Remember - buyers aren't exactly stupid a good part of the time. They know the market too - and they know there's a 10% commission in there which they consider to be "fluff" (after all, what did
the buyer get out of the listing broker's services? Nada! The seller's the one getting those services.... so why should the buyer pay for them?) You can bet he's going to do his damndest to avoid paying for services which only benefit
you if he can figure out a way to do it.
So your "quick deal" comes in with the same $180 offer....
Of course you can just plain say "no f*ing way" to the original offer in that position, which people often do. The boat also often sits on the market for a year unsold; someone will come along and offer more, but reality is this - if you're truly interested in selling you have to be prepared for the fact that the first guy out of the gate is likely going to try to pounce with some sort of bottom feeding offer. And why not? He's got 4 others of the "same thing" to try the same run on if you say no.
Reality is that on a $200k deal 10% is $20,000. How much is your time worth? You can spend a couple of grand and get a LOT of exposure for the boat. If you price it right (omitting the commission that the buyer is going to try to avoid paying anyway!) you'll get that first bite, the nibble, and still settle up about where you need to be - provided you go into it with a reasonable read on the market up front.

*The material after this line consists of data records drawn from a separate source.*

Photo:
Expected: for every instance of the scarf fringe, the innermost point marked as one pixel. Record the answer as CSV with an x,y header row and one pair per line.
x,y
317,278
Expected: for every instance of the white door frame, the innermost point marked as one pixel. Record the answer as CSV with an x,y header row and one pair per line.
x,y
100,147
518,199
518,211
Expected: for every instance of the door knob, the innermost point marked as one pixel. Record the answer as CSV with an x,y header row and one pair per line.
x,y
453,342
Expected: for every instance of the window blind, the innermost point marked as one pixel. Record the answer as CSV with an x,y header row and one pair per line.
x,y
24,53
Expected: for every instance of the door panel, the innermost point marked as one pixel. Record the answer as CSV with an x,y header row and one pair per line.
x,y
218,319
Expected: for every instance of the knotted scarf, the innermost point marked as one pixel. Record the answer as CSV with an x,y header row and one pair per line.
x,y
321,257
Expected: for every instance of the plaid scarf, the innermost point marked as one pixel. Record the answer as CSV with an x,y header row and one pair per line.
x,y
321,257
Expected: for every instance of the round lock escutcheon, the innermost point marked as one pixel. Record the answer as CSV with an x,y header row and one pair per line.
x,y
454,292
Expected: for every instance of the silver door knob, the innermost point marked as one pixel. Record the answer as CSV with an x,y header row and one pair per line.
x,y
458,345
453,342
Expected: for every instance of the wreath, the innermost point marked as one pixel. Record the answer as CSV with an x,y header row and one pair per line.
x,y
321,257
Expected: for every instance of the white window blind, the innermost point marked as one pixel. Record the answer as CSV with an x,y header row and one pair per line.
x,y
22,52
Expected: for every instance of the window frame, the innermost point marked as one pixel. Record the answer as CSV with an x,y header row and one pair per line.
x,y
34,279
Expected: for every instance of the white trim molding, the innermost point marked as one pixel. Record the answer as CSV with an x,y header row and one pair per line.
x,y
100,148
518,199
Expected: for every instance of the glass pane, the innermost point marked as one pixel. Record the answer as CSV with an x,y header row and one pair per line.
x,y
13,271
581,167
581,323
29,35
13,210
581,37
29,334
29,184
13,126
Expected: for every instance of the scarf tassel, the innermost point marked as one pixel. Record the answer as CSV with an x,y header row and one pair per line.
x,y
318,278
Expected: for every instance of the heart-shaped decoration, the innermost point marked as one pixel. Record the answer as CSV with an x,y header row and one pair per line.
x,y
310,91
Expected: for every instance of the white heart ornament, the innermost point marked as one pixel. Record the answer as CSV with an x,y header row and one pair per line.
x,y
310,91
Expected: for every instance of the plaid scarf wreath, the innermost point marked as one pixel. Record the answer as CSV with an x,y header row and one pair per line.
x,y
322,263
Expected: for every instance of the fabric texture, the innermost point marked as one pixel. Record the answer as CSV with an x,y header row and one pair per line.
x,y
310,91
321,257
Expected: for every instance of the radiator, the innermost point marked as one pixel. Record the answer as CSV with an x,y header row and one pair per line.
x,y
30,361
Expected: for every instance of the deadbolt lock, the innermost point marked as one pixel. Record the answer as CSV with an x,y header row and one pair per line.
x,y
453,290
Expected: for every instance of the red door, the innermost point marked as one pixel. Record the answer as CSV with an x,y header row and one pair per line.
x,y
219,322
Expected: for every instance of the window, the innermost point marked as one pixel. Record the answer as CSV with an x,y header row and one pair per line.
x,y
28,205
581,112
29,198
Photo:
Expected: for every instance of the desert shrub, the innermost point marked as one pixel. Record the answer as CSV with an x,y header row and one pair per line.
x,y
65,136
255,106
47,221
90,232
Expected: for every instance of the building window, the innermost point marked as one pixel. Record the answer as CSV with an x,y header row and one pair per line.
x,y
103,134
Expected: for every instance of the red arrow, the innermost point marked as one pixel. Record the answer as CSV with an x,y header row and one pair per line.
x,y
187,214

I did quite a bit of looking around at where mid 80s 45Cs had settled up - and what time to market was like. My final number was "ok" - I would have liked more, but in reality the "bottom line" was pretty close to where we ended up. If the final number had ended up lower, I would have said no, kept the boat, done some cosmetics and a few other things that were on the plate over the summer, fall and winter and tried again in the spring at a somewhat-higher price - perhaps a considerably higher price, depending on how much time and money I put into it in the interim.

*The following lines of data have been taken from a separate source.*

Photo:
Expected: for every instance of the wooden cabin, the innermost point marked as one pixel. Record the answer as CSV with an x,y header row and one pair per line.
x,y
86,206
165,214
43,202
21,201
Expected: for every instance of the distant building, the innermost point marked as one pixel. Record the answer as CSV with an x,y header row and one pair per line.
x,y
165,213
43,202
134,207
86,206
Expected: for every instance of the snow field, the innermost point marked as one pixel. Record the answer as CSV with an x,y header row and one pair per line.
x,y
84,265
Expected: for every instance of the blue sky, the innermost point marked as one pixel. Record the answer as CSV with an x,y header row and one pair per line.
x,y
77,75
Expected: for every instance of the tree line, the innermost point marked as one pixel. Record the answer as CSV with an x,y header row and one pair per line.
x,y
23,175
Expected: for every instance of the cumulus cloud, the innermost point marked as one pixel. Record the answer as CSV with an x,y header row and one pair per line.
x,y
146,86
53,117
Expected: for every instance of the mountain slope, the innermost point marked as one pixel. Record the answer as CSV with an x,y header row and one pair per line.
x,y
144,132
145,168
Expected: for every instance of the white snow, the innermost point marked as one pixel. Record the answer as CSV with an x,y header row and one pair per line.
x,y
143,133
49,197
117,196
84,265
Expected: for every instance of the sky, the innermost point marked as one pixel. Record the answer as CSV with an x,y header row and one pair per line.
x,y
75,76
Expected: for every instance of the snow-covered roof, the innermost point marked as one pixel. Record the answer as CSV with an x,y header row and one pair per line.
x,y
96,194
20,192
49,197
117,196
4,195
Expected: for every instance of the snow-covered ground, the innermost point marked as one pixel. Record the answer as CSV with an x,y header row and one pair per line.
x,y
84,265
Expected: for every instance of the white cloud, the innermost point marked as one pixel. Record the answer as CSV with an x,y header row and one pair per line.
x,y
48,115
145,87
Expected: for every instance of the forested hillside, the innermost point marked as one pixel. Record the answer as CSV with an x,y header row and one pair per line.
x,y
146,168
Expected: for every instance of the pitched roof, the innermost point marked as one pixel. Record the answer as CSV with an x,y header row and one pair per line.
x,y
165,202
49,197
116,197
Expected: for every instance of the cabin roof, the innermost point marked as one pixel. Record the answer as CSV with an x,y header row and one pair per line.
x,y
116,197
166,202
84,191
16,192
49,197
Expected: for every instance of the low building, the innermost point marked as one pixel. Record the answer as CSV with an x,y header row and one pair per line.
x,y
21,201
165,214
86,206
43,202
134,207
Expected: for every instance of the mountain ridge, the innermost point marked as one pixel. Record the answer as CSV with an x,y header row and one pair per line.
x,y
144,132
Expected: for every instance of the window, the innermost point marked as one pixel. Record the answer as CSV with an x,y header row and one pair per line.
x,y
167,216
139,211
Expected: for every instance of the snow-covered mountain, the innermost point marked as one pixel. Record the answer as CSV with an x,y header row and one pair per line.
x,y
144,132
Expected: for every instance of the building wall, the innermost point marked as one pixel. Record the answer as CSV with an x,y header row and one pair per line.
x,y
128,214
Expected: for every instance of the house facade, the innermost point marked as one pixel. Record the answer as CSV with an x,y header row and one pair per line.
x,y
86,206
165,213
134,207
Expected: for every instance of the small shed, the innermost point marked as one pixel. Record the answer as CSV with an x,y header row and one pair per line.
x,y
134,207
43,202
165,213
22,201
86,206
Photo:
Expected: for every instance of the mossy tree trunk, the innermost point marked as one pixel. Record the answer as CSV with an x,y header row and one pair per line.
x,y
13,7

I didn't need to sell, I wanted to sell. The buyer either did a good job of researching the market as well or he was just damn lucky - one will never know - but in any event the deal "worked" because at the end of the day the 10% wasn't in there. Had it been, I suspect
this guy wouldn't have ended up buying the boat, because with his offer had there been a commission involved, I would have turned it down flat.